Gary Mara

Personal information
- Full name: Gary Robert Mara
- Born: 9 August 1962
- Died: 21 August 2012 (aged 50) Los Angeles, California, United States

Playing information
Club
| Years | Team | Pld | T | G | FG | P |
| 1982 | Balmain Tigers | 1 | 0 | 0 | 0 | 0 |
| 1984 | Parramatta Eels | 2 | 0 | 3 | 0 | 6 |
|  | Total | 3 | 0 | 3 | 0 | 6 |
- Source: Rugby League Project
- Father: Bob Mara
- Relatives: Les Mara (cousin)

= Gary Mara =

Australian rugby league footballer

Gary Robert Mara (9 August 1962 – 21 August 2012) was an Australian professional rugby league footballer who played in the 1980s. The son of Bob Mara, he played for Balmain Tigers in the 1982 NSWRL season, and for Parramatta Eels in the 1984 NSWRL season.

After leaving rugby league, he worked at his family's pub, the Unity Hall Hotel in Balmain.

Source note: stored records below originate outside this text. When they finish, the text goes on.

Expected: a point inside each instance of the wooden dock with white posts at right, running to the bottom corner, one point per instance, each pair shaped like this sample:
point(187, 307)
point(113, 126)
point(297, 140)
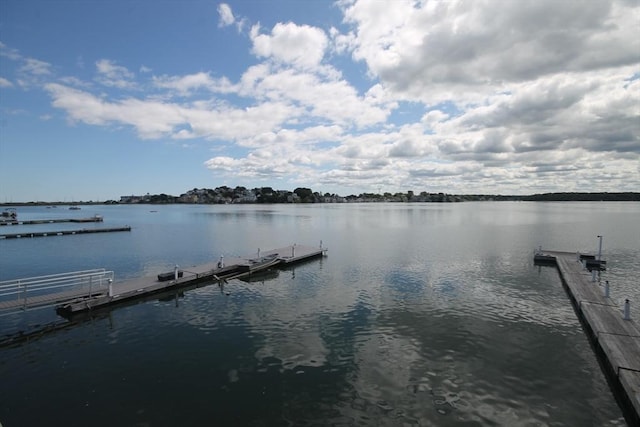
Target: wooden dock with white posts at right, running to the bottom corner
point(614, 336)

Mara died while holidaying with his family in Los Angeles, when he and his daughter were struck by a speeding drunk driver as they crossed a road. The driver, model Cara Cameron, was charged with murder and vehicular manslaughter. In a plea deal Cameron pleaded 'no contest' to "vehicular manslaughter while intoxicated". She will serve four years' jail, and pay USD100,000 to the Mara family.